What are the data structures come out of the HTML parser in golang?

If you pass the two tags below into the go stdlib html parser, the parser's output has a few meaningful differences. This has been puzzling me in Andrew, which aims to remove the things I find tedious about maintaining a website using html, css and javascript by hand.

I want to sort html pages in the { AndrewTableOfContents } structure by date; I also want to design Andrew to get this sort of metadata either through an obvious standard html tag, or from a custom meta tag. The outcome of calling Parse is a series of data structures, all of which are html.Nodes.

These are the tags that get parsed differently:

                    
<title>article title</title>
<meta name="metaname" content="metacontent" />

This is the code I wrote to inspect these things. It creates two byte arrays of the tags, and parses each through html.ParseFragment, which can parse a snippet of html:

                    
package main

import (
    "bytes"
    "fmt"
    "os"

    "github.com/davecgh/go-spew/spew"
    "golang.org/x/net/html"
)

func main() {
    title := []byte("<title>article title</title>")
    meta := []byte("<meta name=\"metaname\" content=\"metacontent\">")

    for i, elem := range [][]byte{title, meta} {
        // html.Parse returns the entire parse tree
        parsed, err := html.ParseFragment(bytes.NewReader(elem), nil)
        if err != nil {
            panic(err)
        }

        os.WriteFile(fmt.Sprint(i)+".txt", []byte(spew.Sdump(parsed)), 0o755)
    }
}

What's in these HTML nodes?

The HTML is parsed into a list of *html.Node. There's a FirstChild, Parent, LastChild, PrevSIbling and NextSibling set of relationships that are tracked. I've redacted some in the structure dumps shown as irrelevant/empty.

Each new html node is a Child of some element. We're dumping parsed fragments of html, so the parser arranges for an empty head node as the topmost node; its first FirstChild is a head node, and the structure keeps being traversable by calling FirstChild, NextSibling or whatever other relationship you want to traverse. There's a good recursive function provided as an example in the go docs for traversing every element in the parsed tree.

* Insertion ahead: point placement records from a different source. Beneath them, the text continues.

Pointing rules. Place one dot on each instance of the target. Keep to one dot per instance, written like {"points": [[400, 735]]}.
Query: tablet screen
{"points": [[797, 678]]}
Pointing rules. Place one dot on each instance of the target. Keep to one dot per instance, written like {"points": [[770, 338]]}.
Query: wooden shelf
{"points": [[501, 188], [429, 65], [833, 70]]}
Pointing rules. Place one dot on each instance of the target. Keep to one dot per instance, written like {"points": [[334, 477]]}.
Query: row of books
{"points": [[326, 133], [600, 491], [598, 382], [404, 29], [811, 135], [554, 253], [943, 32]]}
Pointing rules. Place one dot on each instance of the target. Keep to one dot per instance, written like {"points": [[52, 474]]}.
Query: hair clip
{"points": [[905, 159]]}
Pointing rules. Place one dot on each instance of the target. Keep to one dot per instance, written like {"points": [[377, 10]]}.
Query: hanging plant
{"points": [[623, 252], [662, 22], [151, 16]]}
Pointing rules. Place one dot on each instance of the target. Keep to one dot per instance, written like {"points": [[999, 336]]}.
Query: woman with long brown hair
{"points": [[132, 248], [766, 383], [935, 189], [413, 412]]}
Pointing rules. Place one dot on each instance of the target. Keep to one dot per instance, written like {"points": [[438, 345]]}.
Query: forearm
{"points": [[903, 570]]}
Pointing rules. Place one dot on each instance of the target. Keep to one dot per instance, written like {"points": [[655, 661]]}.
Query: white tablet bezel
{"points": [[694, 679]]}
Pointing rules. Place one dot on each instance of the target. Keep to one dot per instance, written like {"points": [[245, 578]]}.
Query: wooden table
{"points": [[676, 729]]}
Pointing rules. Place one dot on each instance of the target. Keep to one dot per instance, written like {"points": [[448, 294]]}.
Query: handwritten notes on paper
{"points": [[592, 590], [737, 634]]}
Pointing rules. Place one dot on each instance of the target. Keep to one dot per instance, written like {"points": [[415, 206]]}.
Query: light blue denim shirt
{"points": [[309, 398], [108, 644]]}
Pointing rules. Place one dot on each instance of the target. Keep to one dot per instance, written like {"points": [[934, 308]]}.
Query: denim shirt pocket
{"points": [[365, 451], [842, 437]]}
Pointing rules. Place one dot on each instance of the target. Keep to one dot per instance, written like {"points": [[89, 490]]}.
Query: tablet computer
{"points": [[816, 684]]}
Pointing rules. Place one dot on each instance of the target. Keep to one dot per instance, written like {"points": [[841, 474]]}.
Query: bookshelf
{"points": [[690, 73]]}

Here's what I've figured out about the fields in the html.Node type:

MSDN Web API Node docs

lookup table in the godocs

Data: The comment in the go package tells us data contains "tag name for element nodes, content for text, and are part of a tree of Nodes". I don't see in spew's Sdump output how to distinguish element nodes from text; it _does_ seem like an element node will have a DataAtom that's populated, and it will have a FirstChild that has no DataAtom but _does_ contain Data, which in our example is the text held between the <title> and </title>

Namespace: Usually empty in html! In html you have something like <a href="foo"< in xml, you can have <a namspace:href="foo">

title


FirstChild: (*html.Node)(0x1400013a930)({
    Parent: (*html.Node)(0x1400013a8c0)(),
    FirstChild: (*html.Node)(0x1400013a9a0)({
        Parent: (*html.Node)(0x1400013a930)(),
        //redacted empty data members
        DataAtom: (atom.Atom) , 
        Data: (string) (len=13) "article title",
        Namespace: (string) "",
        Attr: ([]html.Attribute) 
    }),
    LastChild: (*html.Node)(0x1400013a9a0)({
        //redacted empty data members
        Data: (string) (len=13) "article title",
        Namespace: (string) "",
        Attr: ([]html.Attribute) 
    }),
    PrevSibling: (*html.Node)(),
    NextSibling: (*html.Node)(),
    Type: (html.NodeType) 3,
    DataAtom: (atom.Atom) title,
    Data: (string) (len=5) "title",
    Namespace: (string) "",
    Attr: ([]html.Attribute) 
    }),

Description of the Differences

Title Element

The title element has been parsed as an *html.Node which a DataAtom of Title and Data of Title. From the go doc comment I quoted above, I don't see why Data contains title also; I'd have to walk through the constructor to figure that out, I guess?

The title element node has a child node with a Data element containing the title.

If we were to change the title to contain an attribute such as an id attribute <title id="foo">, then we'd see that attribute called out in the Attr section at the same level of indentation as the Data node.

Meta Element

The meta element has 2 attributes, stored inside the element itself. It's a self-enclosed tag, so it doesn't have child elements; it's the leaf of its parse tree.

My current approach in Andrew for tracking when an article is published is to use a meta tag; that was where I started diving into these two element nodes, trying to understand why it was easy to grab a title but hard to get the meta tag attributes. Now I know!